Drazen era el “Genio de Sibenik”. Le dijeron que nunca podría jugar al baloncesto por disfunciones respiratorias y problemas en la cadera. Entonces, fue cuando, al estilo de Forrest Gump y en un alarde de superación, quiso estar presente en todas las fotos de los grandes momentos de este deporte en los años 80 y 90.
Drazen tenía una mirada quebradiza, un carácter enigmático y algo irritante. Era coger el balón de baloncesto y volverse desafiante, chulesco y descarado. Reinó, aún con derrotas y decepciones, el baloncesto europeo hasta perder la vida en una carretera alemana hace ahora 21 años.
Antes le dio tiempo incluso a chupar banquillo en Portland, a ser el líder de los Nets, a compartir vestuario con la leyenda (también desaparecida) Fernando Martín y a quedarse cada vez que acababan los entrenamientos una hora extra para seguir adiestrando su mortífero tiro con sesiones interminables. No, no defendía, pero a Drazen le daba igual.
Drazen perteneció a esa generación de jugadores yugoslavos (luego escindidos en croatas, serbios y montenegrinos) que se acercaban sigilosamente al nivel exhibido por los todopoderosos norteamericanos, con permiso de los no menos omnipotentes soviéticos. Su vida fue salvaje no por fumarse dos paquetes de tabaco como el primer Vlade Divac, con quien luego se enfrentó irremisiblemente como consecuencia de la Guerra de Bosnia, sino por no dejar nunca de ser alguien que quería ganar, después ganar y más tarde, seguir ganando.
Precisamente su tormentosa relación con el serbio Vlade es retratada magistralmente (desde el punto de vista de este, eso sí) en el imprescindible documental Hermanos y enemigos.
Nadie quería verle ni en pintura por su carácter engreído, a su lado Cristiano Ronaldo era un hermanito de la caridad. Ello hizo que muchos de sus futuros compañeros le jurasen odio eterno, pero a la vez tuviesen que aliarse con él tarde o temprano para lograr más títulos. Su efímero paso por España dejó dos títulos en el club de Concha Espina, pero para espinas… la de perder la Liga ante el eterno rival ese mismo año.
Antes de llegar el reto de la siempre atenta NBA, Petrovic dejó tras de sí la sensación de que jamás vaya a existir un jugador igual, con ese carisma, esa lengua fuera y esos malos modos que terminó moderando con el paso de los años. Su incansable y espartano trabajo hizo tumbar los argumentos de aquellos médicos que profetizaron el desastre de su motricidad, de los compañeros que creían que estaba “enfermo de basket” y de sus rivales que intentaban anularle de mil y una maneras. Él respondía con el puño en alto, gritando, haciendo saltos burlones y colmando su sed de vencer.

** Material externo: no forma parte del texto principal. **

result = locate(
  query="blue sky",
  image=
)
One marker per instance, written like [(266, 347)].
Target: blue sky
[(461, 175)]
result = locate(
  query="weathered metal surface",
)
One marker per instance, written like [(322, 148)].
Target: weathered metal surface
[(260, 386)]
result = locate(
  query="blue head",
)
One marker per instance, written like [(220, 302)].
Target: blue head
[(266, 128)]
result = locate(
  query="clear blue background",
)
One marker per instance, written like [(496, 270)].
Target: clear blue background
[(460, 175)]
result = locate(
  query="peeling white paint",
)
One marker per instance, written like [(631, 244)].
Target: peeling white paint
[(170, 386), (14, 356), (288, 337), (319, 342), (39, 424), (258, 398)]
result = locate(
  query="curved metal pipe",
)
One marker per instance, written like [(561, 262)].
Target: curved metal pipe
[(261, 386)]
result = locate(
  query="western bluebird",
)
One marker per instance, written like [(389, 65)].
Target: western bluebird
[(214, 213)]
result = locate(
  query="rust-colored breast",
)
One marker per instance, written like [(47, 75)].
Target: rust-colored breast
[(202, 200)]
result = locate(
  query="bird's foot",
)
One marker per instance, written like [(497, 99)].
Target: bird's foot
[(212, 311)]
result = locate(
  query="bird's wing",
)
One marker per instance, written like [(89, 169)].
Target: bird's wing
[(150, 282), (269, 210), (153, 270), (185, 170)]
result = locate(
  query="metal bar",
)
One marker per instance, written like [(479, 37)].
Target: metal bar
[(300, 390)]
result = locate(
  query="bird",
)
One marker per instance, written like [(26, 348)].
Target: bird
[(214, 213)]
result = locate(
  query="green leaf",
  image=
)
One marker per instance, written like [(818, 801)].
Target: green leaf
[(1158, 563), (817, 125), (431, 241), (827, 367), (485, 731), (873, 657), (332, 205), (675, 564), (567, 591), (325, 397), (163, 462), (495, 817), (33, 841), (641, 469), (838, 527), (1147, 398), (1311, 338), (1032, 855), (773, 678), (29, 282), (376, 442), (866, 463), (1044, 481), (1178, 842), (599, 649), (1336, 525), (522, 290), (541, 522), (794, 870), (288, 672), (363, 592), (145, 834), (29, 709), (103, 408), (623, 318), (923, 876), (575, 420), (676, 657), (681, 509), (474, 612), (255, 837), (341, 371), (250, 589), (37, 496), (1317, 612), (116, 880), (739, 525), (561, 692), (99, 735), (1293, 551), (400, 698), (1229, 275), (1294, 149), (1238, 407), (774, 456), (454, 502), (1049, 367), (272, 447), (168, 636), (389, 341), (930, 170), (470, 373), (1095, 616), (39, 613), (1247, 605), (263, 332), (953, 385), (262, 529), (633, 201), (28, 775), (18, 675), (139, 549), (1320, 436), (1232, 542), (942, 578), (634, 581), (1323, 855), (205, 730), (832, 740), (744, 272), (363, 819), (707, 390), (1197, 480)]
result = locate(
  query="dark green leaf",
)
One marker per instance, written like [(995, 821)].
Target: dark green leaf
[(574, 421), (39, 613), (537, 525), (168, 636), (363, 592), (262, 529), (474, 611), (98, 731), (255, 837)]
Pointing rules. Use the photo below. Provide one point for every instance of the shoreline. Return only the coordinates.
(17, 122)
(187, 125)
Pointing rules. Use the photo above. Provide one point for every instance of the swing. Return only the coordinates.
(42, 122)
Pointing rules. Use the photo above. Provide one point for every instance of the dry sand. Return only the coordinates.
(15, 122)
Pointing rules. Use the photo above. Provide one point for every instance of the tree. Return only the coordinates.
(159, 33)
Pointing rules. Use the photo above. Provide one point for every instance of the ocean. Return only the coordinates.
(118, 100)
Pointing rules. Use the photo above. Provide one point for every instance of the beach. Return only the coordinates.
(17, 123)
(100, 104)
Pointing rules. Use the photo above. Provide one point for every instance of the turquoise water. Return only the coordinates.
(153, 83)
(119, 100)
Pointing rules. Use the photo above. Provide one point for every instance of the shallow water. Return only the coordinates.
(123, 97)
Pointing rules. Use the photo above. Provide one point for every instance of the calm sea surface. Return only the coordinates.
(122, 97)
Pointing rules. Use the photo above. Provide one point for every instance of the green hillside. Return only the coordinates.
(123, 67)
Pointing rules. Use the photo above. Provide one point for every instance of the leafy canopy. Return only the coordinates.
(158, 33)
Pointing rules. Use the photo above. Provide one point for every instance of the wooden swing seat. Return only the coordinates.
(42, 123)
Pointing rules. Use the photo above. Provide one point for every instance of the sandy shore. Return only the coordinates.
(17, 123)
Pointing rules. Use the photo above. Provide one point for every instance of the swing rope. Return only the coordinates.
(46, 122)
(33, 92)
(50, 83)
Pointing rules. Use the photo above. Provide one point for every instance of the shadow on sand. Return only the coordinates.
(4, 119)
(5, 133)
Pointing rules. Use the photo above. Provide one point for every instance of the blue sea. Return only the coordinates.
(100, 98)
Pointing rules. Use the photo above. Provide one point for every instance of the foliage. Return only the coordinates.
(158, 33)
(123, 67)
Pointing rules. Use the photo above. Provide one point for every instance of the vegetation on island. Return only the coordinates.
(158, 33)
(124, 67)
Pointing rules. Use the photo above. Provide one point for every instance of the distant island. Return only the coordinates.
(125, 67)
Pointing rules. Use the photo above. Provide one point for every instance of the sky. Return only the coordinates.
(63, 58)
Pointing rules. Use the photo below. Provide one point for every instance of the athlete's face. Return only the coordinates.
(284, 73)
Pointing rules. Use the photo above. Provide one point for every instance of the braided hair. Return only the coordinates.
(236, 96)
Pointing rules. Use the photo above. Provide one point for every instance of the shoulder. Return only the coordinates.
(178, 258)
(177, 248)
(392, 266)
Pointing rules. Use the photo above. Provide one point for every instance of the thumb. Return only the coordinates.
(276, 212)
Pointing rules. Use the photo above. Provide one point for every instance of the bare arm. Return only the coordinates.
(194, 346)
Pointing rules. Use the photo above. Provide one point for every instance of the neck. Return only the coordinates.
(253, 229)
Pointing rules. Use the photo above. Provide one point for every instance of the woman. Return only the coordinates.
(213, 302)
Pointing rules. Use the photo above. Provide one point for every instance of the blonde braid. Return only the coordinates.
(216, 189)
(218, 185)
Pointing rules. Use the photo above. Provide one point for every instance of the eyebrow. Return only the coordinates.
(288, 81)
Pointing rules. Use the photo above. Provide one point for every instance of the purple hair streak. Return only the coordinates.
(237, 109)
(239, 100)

Los genios siempre tienen esa aura de misterio, sus declaraciones eran toda una demostración de lo que viene en llamarse coloquial “un flipado” de aquello que hace: “No me gusta humillar al contrario. Para mí, lo importante es ganar el partido y para conseguirlo utilizo todos los recursos legales a mi alcance”.
Cuando llegó a América se las tuvo tiesas con Rick Adelman, quien le hizo sacar lustre al banquillo jugando una final contra los Pistons, lo cual no hizo otra cosa que azuzar su ambición. Con 27 años recaló en los Nets, un club de inferior categoría, pero fue allí donde, apodado “Petro”, demostró esa capacidad ofensiva sin igual… Como aquella noche en la que anotó 44 puntos frente a los Houston Rockets y dijo que podría haber hecho lo que hubiera querido con su defensor, un desafortunado Vernon Maxwell.
No obstante, el reto en New Jersey había tocado a su fin por diferentes desavenencias y durante el verano en el que iba a decidir su futuro en la mejor liga del mundo, acudió a dar lo mejor de sí para competir con su Croacia recién constituida y dejó toda su grandeza en el asfalto de una carretera alemana en un infausto accidente junto a su novia y una baloncestista turca. Esa misma grandeza que jamás será olvidada porque no habrá nunca nadie como él.